DigixDAO was the decentralized autonomous organization responsible for governing the Digix project, a network for tokenizing physical assets like gold, through managing funds allocation decisions. DigixGlobal, the legal company initially leading the project, released two tokens, the Digix gold token (DGX), which represents ownership of one gram of secured gold, and the Digix DAO token (DGD), which confered holders voting rights. DigixGlobal transfered project governance to DGD holders, who managed the project’s direction by voting on milestone-based proposals for how Digix’s treasury funds were allocated—these funds included some 466,648 ETH raised by token sale. Digix’s main goal for the DAO was to empower end users by actively involving token holders in shaping the asset tokenisation business’s direction Anthony Eufemio, Digix’s CTO, was the first person to send a transaction on the mainnet, and Digix was the first DAO crowdfunded on the Ethereum Network.
In January 2020, DGD holders voted to implement the 'Project Ragnarok', a smart-contract based treasury dissolution mechanism, with 96.7% of the token supply cast in support and 52 votes cast. Digix, which was against dissolution, abstained from the vote. The Ragnarok smart contract returned ETH to DGD holders at a rate of 0.19 ETH per DGD, and functionally ended the DAO, although Digix intents to continue support for its physically collateralized stablecoins.
Digix’s asset back tokens are supported by a proprietary Proof-of-Provenance protocol (PoP) that accurately tracks changes in ownership of the project’s stored gold. Details of an asset’s provenance are stored on integrated interplanetary file storage (IPFS) technology, and the network’s smart contracts are built on Ethereum. When an asset, like gold or platinum, enters Digix’s custody, a proof-of-provenance “card” is issued on the blockchain containing provenance evidence— vendor, custodian and auditor chain-of-custody signatures, purchase receipts, audit documentation, the bar’s serial number, depository receipts, the timestamp of card creation, etc. A “minter” smart contract can then be deployed to produce DGX tokens that are exchangeable over the Ethereum platform, yet which can also be sent to a “recaster” smart contract that removes the tokens from circulation and provides the user with a PoP card used to redeem stored gold.
Digix charges DGX holders a 0.60% demurrage fee for storing and securing the gold that backs the token, as well as a 0.13% fee on transactions.
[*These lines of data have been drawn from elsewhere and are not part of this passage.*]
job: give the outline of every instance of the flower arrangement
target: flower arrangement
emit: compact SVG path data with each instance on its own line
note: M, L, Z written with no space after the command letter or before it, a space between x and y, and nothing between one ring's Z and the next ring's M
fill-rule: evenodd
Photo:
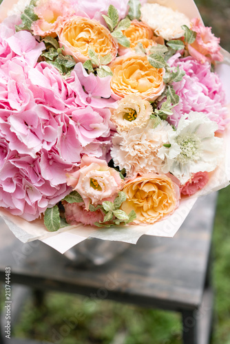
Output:
M220 39L145 2L20 0L1 24L0 206L10 214L50 231L152 224L221 164Z

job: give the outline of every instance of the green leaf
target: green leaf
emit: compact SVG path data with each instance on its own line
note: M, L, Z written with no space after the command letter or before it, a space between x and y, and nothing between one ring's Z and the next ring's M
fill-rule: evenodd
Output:
M93 65L99 65L99 56L92 49L88 49L88 55L90 58L90 61Z
M194 43L196 37L196 32L190 30L186 25L182 25L181 28L185 31L185 42L188 44Z
M116 209L118 209L121 206L122 203L126 200L126 195L123 191L119 191L118 195L115 198L114 204Z
M114 6L109 5L108 8L108 17L110 18L112 23L112 30L118 25L119 21L118 11Z
M34 13L34 6L33 5L29 5L25 8L23 13L22 13L21 16L22 24L25 28L28 28L28 30L31 29L31 24L39 19L38 16Z
M44 213L44 224L50 232L55 232L60 228L61 218L57 206L46 209Z
M136 219L136 214L134 210L131 211L129 214L129 219L127 223L132 222L134 219Z
M51 45L54 47L55 49L59 49L60 47L59 43L56 41L56 39L54 39L54 37L51 37L51 36L47 36L43 39L43 41L45 43L50 44Z
M118 25L117 25L116 30L127 30L129 28L131 25L131 21L129 19L129 18L125 18L125 19L123 19L122 21L120 21Z
M114 215L116 216L119 219L123 219L124 221L127 221L129 219L129 215L127 213L121 210L114 211Z
M54 58L57 56L58 55L59 53L54 47L51 47L48 52L45 52L41 54L42 56L44 56L51 61L53 61Z
M100 64L101 65L107 65L112 61L112 54L109 52L107 55L104 56L100 56Z
M109 211L109 213L105 214L105 215L104 216L103 222L107 222L107 221L110 221L112 219L114 215L112 211Z
M142 43L138 42L137 43L137 45L135 47L135 52L136 52L136 54L146 54L146 50L144 48Z
M150 52L156 55L163 55L168 51L168 48L164 44L157 44L150 48Z
M169 47L168 51L165 54L164 58L165 61L167 61L170 57L175 55L175 50Z
M130 47L130 41L125 35L123 35L122 37L118 38L117 41L121 45L123 45L125 47Z
M163 76L164 82L167 84L181 81L185 75L185 72L183 69L180 69L178 67L170 68L169 70L169 72L165 73Z
M60 228L63 228L64 227L67 227L68 226L70 226L70 224L67 224L65 221L65 219L61 217L61 225L60 225Z
M64 74L67 72L65 66L59 65L56 61L47 61L46 62L55 67L61 74Z
M112 31L114 30L113 22L112 21L110 18L109 18L107 16L105 16L105 14L102 14L102 17L104 18L109 31Z
M101 204L98 204L96 206L94 206L93 204L90 204L89 211L96 211L98 209L101 209L103 208Z
M148 61L155 68L163 68L166 66L164 58L160 55L151 54L148 56Z
M171 47L171 49L174 49L174 50L181 50L181 49L184 49L185 47L183 42L177 39L169 41L167 42L167 45Z
M81 195L77 191L72 191L70 195L67 195L62 200L67 203L81 203L84 202Z
M112 224L105 224L103 223L100 224L100 222L94 222L94 226L96 226L97 227L111 227Z
M122 33L122 31L121 30L115 30L115 31L112 32L111 34L113 37L114 37L116 39L120 39L123 36L123 34Z
M96 73L100 78L105 78L105 76L113 75L109 67L107 65L99 66L99 67L96 69Z
M128 17L132 21L134 19L140 19L140 2L139 0L129 0L128 2L129 6Z
M176 94L175 90L172 86L169 86L166 94L167 97L170 97L170 100L173 105L176 105L179 103L179 96Z
M76 65L74 58L71 55L66 55L65 56L62 54L59 54L56 58L55 62L59 65L64 65L66 68L71 68Z
M112 202L105 201L102 204L103 208L105 211L112 211L115 210L114 204Z
M85 68L85 69L88 69L90 72L94 72L94 68L91 60L87 60L85 62L84 62L83 67L84 68Z

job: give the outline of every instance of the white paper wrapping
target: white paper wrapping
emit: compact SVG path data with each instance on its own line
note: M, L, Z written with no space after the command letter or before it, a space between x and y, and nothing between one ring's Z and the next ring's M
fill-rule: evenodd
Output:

While the DAO was active, holders of DGD who actively participated in project governance were compensated with a portion of these fees. DigixDAO’s governance model had four roles:
- Participants. Are token holders who lock a minimum amount of DGD to participate in governance that quarter. Participants can comment on funds allocation proposals and their iterations, vote to initially fund a proposal, and vote to continue funding a proposal after a milestone deadline. Participants who complete KYC process can initiate proposals, which progress to a voting stage only after moderator approval. Participants taking an active role in governance earn non-transferable ‘quarter’ and ‘reputation’ points, which are used to determine the participant’s compensation and eligibility for moderator status.
- Moderators. Are participants whose ‘reputation points’ surpass a minimum threshold. Moderators are compensated from a separate moderator pool, and can earn ‘moderator quarter’ points used to measure activeness. Moderators are permitted to endorse pre-proposals, thus moving them to the draft phase, and to vote, amongst moderators, on whether a draft proposal should be scheduled for general vote.
- Founders. Are address controlled by the Digix team. Founders can assign or remove addresses from the ‘Policy and Regulatory Legal Department’ (PRL), as well as initiate two special classes of proposals: proposals for changing the parameters used in the governance model, and proposals for dissolving the organization.
- ‘PRLs’. Are founder-managed addresses permitted to pause or stop proposal funding on policy, regulatory, or legal grounds. Participant approved proposals do not receive funding if PRLs find the proposal in conflict. PRLs must update their opinions once before each funding round.
DigixDAO’s token, DGD, conferd holder's governance and contribution rights, while DGX is designed to be a currency whose value is stabilized by the collateralized gold. As compensation for their role in managing Digix, token holders that actively participate in governance received a portion of the organization's demurrage and transaction fees. Holders of DGX are entitled to repossess the collateralized asset in Singapore, where Digix stores its assets.
Two million DGD were issued during DigixDAOs token sale, which completed March 30, 2016 and raised 466, 648 ETH. The majority of tokens, 85%, were distributed to the public, with DigixGlobal retaining the 15%. Token holders will decide, as part of DigixDAO governance, whether to replenish DAO funds by issuing additional DGD. The amount of DGX tokens in circulation varies, with asset addition and redemption changing total supply.